The goal: Train a classification model on species with known threat status, then use it to predict whether Kenya's 335 Data Deficient species are likely to be Threatened or Non-Threatened — surfacing candidates for urgent field research.

The Dataset

Data was sourced from the IUCN Red List bulk download, comprising 8 CSV files covering different aspects of species records:

FileRowsDescription
simple_summary41,949Core taxonomy, Red List category, population trend
all_other_fields41,949Extended metadata fields
habitats109,594Habitat type associations per species
threats88,999Threat codes and stresses per species
research_needed82,263Research priority codes
conservation_needed50,414Conservation action codes
usetrade18,524Human use and trade records
countries431,396Country-level occurrence records

Missingness & Deduplication

Before analysis, the data needed cleaning. Initial inspection revealed significant missing values across several fields.

Missingness matrix showing gaps across fields before cleaning
Initial missingness matrix. Several fields — including population trend, habitat associations, and threat data — have substantial gaps, particularly for Data Deficient species.

The primary join key (internalTaxonId) had 2,925 duplicated rows, retained as first occurrences and removed. After deduplication:

Missingness matrix after cleaning and deduplication
Missingness after cleaning. The dataset was consolidated to 39,024 unique species, with 7 processed output files prepared for downstream analysis.

Exploratory Data Analysis

Red List Category Imbalance

For modelling purposes, the 13 IUCN categories were collapsed into three simplified groups:

  • Threatened — Vulnerable, Endangered, Critically Endangered
  • Non-Threatened — Least Concern, Near Threatened, Lower Risk/*
  • Extinct — Extinct, Extinct in the Wild, Regionally Extinct

Data Deficient species were excluded from training and reserved as prediction targets.

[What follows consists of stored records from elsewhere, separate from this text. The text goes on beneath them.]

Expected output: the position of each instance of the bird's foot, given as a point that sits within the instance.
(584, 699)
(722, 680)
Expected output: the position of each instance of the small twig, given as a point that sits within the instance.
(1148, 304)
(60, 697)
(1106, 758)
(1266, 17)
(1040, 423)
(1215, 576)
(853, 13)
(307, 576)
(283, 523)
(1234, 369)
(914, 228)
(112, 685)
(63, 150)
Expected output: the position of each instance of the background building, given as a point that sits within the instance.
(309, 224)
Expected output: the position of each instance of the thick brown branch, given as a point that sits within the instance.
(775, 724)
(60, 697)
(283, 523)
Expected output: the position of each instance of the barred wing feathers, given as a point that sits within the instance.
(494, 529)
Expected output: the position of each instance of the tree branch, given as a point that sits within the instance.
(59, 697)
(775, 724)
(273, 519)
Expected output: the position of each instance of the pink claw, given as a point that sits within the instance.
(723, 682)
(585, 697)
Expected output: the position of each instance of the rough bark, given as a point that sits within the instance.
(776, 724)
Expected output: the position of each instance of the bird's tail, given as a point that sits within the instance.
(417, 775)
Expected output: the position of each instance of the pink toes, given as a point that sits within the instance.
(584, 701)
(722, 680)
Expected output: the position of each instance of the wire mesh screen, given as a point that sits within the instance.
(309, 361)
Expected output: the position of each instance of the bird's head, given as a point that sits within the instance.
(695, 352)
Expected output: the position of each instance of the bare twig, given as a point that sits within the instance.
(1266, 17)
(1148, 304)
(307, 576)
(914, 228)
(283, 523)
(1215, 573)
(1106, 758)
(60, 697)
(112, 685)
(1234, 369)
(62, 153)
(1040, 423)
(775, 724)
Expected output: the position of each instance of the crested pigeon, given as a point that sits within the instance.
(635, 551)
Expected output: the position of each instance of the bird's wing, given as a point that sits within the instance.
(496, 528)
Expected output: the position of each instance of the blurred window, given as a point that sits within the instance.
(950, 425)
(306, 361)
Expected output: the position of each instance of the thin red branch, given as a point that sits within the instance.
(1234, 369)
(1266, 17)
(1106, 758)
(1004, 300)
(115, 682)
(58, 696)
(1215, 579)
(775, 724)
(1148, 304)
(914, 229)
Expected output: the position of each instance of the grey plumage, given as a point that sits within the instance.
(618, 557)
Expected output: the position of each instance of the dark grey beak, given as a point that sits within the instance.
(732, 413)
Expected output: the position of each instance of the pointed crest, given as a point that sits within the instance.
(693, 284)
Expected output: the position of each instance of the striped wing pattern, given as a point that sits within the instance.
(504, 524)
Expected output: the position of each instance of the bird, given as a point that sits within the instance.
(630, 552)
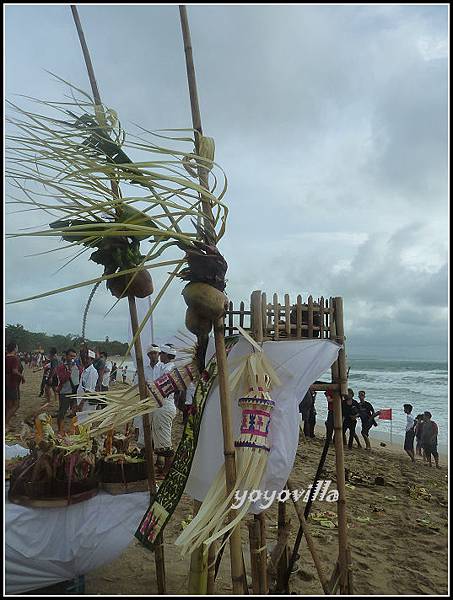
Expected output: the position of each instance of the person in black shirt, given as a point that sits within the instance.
(350, 408)
(366, 414)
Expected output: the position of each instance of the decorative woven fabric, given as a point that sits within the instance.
(172, 487)
(123, 405)
(252, 450)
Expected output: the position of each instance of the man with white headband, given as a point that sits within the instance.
(161, 418)
(88, 381)
(152, 370)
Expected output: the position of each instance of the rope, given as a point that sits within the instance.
(85, 314)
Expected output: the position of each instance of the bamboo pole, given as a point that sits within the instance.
(198, 567)
(262, 556)
(344, 553)
(219, 332)
(210, 587)
(159, 547)
(310, 543)
(254, 544)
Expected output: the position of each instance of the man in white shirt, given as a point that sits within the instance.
(88, 381)
(410, 432)
(162, 417)
(106, 374)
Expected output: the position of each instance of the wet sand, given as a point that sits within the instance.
(398, 540)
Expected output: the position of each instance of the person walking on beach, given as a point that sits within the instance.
(152, 370)
(350, 409)
(52, 379)
(68, 374)
(418, 436)
(88, 383)
(429, 438)
(162, 417)
(308, 412)
(113, 373)
(410, 432)
(13, 379)
(366, 414)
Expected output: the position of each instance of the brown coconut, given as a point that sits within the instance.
(141, 286)
(206, 300)
(196, 324)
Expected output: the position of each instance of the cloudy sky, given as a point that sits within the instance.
(331, 124)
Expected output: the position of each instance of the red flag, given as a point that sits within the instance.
(385, 414)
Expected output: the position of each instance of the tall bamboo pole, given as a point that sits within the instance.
(159, 548)
(219, 335)
(344, 554)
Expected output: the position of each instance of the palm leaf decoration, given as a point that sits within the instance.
(72, 160)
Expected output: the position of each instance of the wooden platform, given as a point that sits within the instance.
(128, 488)
(52, 502)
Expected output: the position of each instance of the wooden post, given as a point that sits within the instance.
(276, 318)
(228, 451)
(310, 317)
(310, 542)
(219, 331)
(210, 587)
(159, 547)
(287, 316)
(257, 316)
(282, 565)
(299, 317)
(264, 314)
(344, 552)
(321, 318)
(198, 566)
(263, 579)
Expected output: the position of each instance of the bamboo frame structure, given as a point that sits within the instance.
(159, 548)
(320, 319)
(237, 571)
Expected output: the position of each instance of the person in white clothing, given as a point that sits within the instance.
(106, 374)
(152, 371)
(88, 381)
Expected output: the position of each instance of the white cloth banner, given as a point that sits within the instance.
(44, 546)
(298, 364)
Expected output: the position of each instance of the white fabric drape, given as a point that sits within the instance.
(298, 363)
(46, 545)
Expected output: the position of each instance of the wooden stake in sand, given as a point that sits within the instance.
(159, 548)
(237, 574)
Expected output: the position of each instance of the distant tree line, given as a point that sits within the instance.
(29, 341)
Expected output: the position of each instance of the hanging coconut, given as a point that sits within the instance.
(204, 299)
(141, 286)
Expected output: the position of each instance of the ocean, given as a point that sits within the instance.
(390, 384)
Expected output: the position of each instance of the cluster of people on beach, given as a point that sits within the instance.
(421, 429)
(74, 374)
(352, 412)
(67, 377)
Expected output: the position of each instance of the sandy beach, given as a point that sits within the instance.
(398, 538)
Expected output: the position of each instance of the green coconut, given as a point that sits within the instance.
(204, 299)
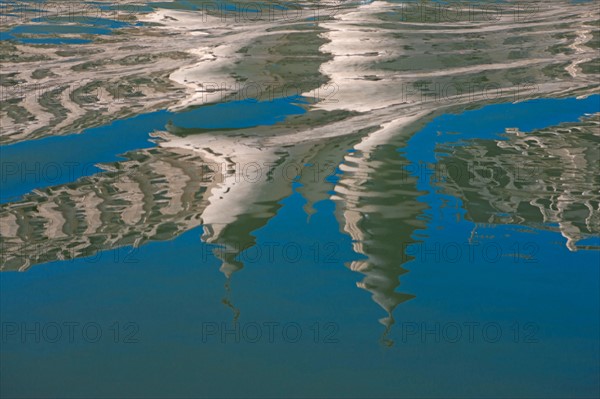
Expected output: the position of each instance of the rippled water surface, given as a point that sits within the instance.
(292, 246)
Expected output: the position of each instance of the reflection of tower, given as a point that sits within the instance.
(378, 208)
(545, 178)
(154, 195)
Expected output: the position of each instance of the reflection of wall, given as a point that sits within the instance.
(153, 195)
(543, 178)
(378, 208)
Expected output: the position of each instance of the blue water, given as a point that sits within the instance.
(172, 291)
(42, 163)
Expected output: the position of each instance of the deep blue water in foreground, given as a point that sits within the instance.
(475, 327)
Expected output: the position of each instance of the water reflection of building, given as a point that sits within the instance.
(546, 178)
(378, 208)
(154, 195)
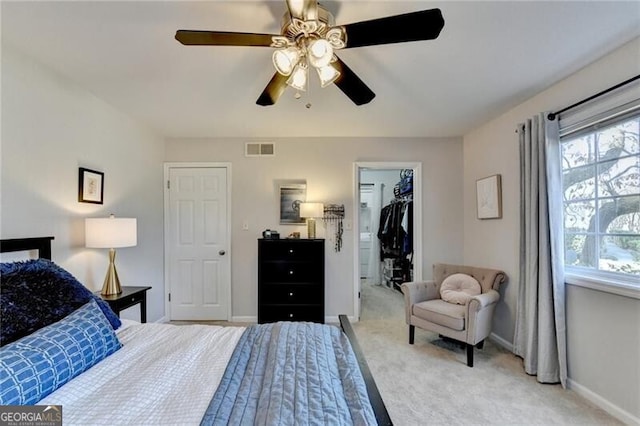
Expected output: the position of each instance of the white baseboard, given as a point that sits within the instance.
(244, 319)
(614, 410)
(327, 320)
(501, 342)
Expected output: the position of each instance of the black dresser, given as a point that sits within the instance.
(290, 280)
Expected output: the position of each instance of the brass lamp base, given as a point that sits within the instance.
(111, 284)
(311, 228)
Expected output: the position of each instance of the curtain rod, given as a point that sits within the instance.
(552, 115)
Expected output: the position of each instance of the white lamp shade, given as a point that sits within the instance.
(112, 232)
(311, 209)
(298, 79)
(320, 53)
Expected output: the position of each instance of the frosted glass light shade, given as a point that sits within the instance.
(284, 60)
(112, 232)
(327, 75)
(320, 53)
(298, 79)
(311, 209)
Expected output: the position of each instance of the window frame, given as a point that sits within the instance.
(619, 283)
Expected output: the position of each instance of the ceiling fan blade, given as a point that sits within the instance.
(274, 89)
(306, 10)
(415, 26)
(351, 85)
(222, 38)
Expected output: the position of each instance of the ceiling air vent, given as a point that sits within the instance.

Simplified Red List category groupings — Threatened vs Non-Threatened vs Extinct
Simplified groupings used for binary classification. Non-Threatened (Least Concern + Near Threatened) vastly outnumbers Threatened, creating a class imbalance problem addressed later with SMOTE.

Taxonomic Signals

Not all taxonomic groups face equal risk. Threat rates vary substantially by phylum and class — making taxonomy a potentially powerful predictor.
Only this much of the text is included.